“You have a choice,” she insists. “Please, Duke. Just let me go. I promise, I won’t go to the police. I’ll never tell a soul. All I want is to go home to my sister.”
She crawls across the ground to me, grabbing onto my legs like she does Baron. I’ve seen him kick her when she does that, filled with disgust, but it only makes me more miserable.
“If you let me go, you’ll never hear from me again,” she promises. “You’ll forget it ever happened. It’ll be like I don’t exist.”
I look down at her, and she blinks up at me, her eyes so full of pleading it hurts.
“What do I have to do?” she whispers. “Please. I’ll do anything. Just don’t kill me.”
Holding my gaze, she reaches for my fly, slowly lowering my zipper. But when she undoes my button, I swat her hands away. She’s fucking with my head. Baron isn’t setting me up. Maybe he doesn’t need me the way I need him, but we’re two halves of the same whole. He’s not tricking me. We never lie to each other.
No matter what.
“I’m sorry,” I say, fixing my zipper before pulling the gun from the waistband of my jeans. “I can’t. You know what he’s like. Please, Jane. You have to understand.”
She sits back on her heel, shrinking down in my hoodie, her gaze full of as much misery as my own. “You’re asking me to have sympathy for you when you’re about to kill me?”
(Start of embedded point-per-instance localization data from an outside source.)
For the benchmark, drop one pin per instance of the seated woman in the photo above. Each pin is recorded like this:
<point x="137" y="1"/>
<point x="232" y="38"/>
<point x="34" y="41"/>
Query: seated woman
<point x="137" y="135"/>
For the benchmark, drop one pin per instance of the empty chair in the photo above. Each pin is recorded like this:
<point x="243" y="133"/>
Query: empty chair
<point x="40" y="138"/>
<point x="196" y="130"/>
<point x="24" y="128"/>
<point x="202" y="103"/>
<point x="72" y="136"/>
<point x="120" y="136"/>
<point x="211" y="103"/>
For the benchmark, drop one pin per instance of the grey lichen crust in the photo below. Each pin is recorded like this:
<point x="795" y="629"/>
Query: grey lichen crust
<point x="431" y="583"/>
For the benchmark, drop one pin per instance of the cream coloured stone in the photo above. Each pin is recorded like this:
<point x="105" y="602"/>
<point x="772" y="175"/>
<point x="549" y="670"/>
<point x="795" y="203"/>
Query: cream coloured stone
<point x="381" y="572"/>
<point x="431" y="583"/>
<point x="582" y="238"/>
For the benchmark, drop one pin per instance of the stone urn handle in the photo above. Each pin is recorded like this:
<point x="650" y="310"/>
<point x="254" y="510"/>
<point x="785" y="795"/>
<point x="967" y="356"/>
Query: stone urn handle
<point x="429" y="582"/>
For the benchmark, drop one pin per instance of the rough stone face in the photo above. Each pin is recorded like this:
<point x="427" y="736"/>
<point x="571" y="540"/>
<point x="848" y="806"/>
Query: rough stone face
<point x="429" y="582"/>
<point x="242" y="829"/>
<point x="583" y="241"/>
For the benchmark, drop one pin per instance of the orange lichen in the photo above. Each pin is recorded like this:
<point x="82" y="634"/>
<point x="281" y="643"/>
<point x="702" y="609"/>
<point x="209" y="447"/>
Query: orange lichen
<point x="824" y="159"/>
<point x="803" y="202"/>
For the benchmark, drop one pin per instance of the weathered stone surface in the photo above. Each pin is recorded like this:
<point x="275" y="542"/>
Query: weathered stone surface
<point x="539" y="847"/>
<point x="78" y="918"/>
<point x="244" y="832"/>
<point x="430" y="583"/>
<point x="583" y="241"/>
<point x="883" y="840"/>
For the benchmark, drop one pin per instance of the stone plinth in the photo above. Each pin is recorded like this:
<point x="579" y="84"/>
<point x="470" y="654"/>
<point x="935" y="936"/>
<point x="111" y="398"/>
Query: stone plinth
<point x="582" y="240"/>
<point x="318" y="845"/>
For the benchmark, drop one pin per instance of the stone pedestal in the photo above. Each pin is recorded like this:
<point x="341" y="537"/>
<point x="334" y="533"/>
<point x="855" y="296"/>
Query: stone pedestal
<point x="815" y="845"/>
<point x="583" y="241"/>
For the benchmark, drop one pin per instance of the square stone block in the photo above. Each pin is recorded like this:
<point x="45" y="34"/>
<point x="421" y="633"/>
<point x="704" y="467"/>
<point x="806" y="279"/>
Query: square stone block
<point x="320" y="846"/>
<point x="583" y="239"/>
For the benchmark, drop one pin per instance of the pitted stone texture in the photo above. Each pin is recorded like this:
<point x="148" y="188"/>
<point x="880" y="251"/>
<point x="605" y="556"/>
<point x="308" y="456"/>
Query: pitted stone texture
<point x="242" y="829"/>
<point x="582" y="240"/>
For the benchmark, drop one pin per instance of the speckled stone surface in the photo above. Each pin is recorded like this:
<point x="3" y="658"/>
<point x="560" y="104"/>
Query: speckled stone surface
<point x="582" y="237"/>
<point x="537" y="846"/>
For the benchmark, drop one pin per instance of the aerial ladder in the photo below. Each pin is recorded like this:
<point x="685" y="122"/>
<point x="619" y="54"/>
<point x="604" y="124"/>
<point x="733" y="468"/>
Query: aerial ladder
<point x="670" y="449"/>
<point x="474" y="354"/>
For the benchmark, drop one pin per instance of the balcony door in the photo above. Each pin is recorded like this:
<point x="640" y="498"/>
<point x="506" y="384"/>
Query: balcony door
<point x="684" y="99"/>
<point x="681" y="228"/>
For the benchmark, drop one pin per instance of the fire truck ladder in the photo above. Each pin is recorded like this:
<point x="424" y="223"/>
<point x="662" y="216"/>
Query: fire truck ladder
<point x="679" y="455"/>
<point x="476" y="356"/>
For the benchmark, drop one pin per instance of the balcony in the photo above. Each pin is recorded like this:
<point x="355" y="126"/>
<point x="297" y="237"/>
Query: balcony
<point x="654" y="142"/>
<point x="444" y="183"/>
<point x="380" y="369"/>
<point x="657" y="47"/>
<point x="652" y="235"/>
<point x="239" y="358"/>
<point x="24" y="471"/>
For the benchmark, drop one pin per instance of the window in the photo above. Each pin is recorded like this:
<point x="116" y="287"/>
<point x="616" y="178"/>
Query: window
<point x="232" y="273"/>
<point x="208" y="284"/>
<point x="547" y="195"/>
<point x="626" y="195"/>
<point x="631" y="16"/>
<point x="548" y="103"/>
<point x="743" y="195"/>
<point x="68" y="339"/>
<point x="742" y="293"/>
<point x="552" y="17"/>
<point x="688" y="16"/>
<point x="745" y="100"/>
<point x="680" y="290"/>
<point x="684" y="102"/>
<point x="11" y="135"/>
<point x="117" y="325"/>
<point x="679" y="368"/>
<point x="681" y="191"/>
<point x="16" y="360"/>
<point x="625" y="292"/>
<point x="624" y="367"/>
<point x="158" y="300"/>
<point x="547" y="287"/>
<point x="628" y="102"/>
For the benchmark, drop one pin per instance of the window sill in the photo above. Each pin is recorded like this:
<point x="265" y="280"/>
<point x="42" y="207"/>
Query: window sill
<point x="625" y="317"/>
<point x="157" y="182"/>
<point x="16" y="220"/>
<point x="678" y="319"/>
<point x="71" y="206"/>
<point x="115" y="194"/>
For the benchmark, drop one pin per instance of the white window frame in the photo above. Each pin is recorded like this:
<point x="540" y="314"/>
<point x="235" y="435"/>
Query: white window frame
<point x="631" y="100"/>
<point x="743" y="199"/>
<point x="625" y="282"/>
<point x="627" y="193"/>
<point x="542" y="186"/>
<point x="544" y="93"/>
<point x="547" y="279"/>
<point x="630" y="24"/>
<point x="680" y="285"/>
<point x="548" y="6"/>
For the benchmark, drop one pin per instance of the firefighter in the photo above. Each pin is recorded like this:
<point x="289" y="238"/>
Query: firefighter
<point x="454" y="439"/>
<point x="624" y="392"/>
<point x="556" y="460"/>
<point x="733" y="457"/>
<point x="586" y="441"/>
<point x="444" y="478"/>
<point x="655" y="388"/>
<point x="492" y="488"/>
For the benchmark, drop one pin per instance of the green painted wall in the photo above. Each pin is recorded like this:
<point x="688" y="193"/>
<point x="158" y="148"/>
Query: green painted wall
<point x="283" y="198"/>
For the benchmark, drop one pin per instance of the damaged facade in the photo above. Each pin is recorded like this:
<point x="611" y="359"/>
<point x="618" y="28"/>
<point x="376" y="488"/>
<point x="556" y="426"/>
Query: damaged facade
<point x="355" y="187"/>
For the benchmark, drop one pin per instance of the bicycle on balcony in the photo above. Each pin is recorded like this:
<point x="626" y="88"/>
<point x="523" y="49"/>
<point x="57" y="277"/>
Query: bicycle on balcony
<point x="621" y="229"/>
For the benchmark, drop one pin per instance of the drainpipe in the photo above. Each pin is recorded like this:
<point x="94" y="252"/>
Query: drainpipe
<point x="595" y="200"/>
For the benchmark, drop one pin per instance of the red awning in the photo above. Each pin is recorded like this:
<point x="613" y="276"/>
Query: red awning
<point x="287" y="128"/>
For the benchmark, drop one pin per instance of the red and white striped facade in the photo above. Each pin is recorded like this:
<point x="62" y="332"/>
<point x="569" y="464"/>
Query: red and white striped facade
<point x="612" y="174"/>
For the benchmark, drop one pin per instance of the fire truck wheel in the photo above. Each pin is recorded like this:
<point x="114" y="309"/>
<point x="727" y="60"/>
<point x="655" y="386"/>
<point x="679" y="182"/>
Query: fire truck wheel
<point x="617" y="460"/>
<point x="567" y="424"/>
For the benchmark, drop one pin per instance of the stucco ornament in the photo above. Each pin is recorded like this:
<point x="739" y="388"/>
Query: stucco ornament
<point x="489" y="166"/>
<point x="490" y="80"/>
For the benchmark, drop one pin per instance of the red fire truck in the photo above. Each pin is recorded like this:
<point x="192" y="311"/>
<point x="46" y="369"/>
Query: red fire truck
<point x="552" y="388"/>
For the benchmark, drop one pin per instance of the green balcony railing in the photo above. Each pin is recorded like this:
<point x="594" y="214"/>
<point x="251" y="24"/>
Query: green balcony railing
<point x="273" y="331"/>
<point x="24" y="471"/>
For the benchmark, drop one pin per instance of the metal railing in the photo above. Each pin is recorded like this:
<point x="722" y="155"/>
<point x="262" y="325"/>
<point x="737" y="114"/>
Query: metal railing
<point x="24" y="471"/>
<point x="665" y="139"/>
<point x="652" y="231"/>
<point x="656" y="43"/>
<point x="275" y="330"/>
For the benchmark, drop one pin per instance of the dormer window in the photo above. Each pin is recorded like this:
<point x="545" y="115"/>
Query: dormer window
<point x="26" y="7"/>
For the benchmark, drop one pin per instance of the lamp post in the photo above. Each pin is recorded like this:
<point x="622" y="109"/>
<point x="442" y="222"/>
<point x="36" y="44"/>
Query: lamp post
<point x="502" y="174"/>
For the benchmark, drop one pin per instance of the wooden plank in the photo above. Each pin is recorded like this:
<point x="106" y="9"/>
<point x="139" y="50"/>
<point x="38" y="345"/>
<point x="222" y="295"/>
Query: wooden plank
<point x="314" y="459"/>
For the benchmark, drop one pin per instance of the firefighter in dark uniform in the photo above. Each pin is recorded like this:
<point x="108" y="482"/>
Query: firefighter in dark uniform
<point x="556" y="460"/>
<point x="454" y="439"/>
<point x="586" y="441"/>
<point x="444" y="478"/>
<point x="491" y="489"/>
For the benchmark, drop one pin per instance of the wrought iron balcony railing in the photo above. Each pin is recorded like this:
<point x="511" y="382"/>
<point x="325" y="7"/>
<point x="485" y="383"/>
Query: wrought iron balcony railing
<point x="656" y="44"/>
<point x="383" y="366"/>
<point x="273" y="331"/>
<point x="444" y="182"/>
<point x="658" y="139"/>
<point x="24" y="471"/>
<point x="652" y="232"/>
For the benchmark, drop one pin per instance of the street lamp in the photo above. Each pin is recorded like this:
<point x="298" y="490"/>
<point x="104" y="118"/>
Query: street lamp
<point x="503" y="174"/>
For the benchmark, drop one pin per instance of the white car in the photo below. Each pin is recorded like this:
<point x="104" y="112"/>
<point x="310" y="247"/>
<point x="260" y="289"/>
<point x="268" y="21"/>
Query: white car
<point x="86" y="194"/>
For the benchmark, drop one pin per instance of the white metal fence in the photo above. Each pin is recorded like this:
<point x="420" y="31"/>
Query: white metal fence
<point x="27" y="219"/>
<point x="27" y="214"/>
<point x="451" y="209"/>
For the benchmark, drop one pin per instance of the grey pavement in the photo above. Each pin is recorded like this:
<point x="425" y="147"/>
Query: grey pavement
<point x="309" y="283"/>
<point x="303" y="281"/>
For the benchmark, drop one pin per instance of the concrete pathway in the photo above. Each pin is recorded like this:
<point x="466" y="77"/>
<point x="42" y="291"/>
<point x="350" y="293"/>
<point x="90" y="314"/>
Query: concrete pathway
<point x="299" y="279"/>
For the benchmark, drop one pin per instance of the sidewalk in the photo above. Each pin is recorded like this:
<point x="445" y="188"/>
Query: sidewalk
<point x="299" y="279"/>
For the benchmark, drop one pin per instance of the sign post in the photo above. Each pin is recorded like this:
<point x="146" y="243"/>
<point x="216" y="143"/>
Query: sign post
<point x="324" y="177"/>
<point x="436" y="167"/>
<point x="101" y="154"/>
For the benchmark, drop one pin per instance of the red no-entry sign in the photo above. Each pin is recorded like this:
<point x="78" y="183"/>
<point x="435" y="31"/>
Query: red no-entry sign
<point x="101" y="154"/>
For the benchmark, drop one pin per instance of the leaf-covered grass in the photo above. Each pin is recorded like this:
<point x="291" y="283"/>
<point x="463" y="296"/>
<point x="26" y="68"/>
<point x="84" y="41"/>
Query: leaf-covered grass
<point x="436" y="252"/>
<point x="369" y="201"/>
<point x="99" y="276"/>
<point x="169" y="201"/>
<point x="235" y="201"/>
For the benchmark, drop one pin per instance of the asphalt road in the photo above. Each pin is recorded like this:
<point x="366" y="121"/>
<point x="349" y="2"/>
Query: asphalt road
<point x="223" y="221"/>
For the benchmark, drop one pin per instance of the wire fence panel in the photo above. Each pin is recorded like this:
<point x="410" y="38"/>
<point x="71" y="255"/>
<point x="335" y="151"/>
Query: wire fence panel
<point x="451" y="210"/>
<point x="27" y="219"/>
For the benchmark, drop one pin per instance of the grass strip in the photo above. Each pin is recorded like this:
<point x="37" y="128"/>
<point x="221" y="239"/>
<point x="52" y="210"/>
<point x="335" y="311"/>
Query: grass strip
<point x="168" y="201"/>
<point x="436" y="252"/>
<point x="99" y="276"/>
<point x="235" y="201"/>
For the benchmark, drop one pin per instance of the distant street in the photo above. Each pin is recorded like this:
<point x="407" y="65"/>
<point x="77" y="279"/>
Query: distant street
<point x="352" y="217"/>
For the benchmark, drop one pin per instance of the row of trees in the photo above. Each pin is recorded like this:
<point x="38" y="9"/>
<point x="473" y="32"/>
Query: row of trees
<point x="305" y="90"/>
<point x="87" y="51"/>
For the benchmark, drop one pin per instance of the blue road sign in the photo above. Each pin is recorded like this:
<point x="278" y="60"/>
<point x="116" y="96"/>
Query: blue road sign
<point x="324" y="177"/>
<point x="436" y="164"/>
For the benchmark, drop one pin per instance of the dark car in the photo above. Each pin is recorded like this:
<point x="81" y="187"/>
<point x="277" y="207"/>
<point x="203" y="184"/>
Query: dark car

“I don’t want to,” I say, my fingers shaking as I grip the gun, aiming it at her temple.
“You want me to dig my own grave and willingly climb into it, too?” she asks. “Maybe even pull the trigger myself?”
That gives me pause. Maybe I could make her do that. Then it wouldn’t be on my conscience. At least not entirely.
“Would you?” I ask.
She scowls up at me. “No, Duke. I’m not killing myself to make it easy for you. If I wanted to die, don’t you think I would have done it already?”
“Why didn’t you?”
She looks down, her face glum. “Sometimes I wanted to,” she says. “But I have a sister. She depends on me. I promised I’d come back for her.”
A chill tingles along my spine, and I listen for what caused it, for the snap of a twig or a dog barking in the distance or thewail of a siren coming closer. But all I hear is the mournful howl of the wind in the pines and the sound of Jane sniffling as tears start to roll down her cheeks.
“She probably thinks I forgot her,” she says. “If I’d known, I would never have taken a ride. I’d never have left. I would have gone through whatever I had to, just to be there, so she knows I love her, and I didn’t just abandon her. I promised—” A hiccupping sob interrupts her, but she quickly goes on, blubbering desperately. “I would have gone through with it and just killed myself a long time ago if I’d known it would end this way anyway. I just thought, maybe if I could hold on, whatever he did to me, if one day I could get back to Olive, I could endure it.”
I stumble backwards, knocking into the tree. My head thuds against the trunk, and the world tilts around me like I drank a whole bottle of whiskey and not just half a flask. The trees stretch, grotesque as the crooked fingers of witches in those childhood tales, the ones that grabbed children and swallowed them whole. They seem to tower higher and higher, and Jane shrinks smaller and smaller as she curls in on herself, bending double where she kneels, clutching her middle as her skinny shoulders shake with sobs and the bones of her spine stand out starkly in her skeletal neck.
Voices clash and spin in my mind, so loud even the howling wind and a car on the road and the whisper of pine needles on the ground and Jane’s broken sobs of despair can’t mask them.
Olive.
I found her hitchhiking.
Olive.
I’m from Arkansas.
Olive.
She wouldn’t tell me her name.
Olive.
All I want is to go home to my sister.
Why didn’t she tell me earlier? Why didn’t she say her name? It took me too long to figure it out, for the pieces to fall into place, but now they have. Why she looks so familiar. Why I was sure I’d met her before.
“Your sister is Olive?” I choke out. “Olive Green?”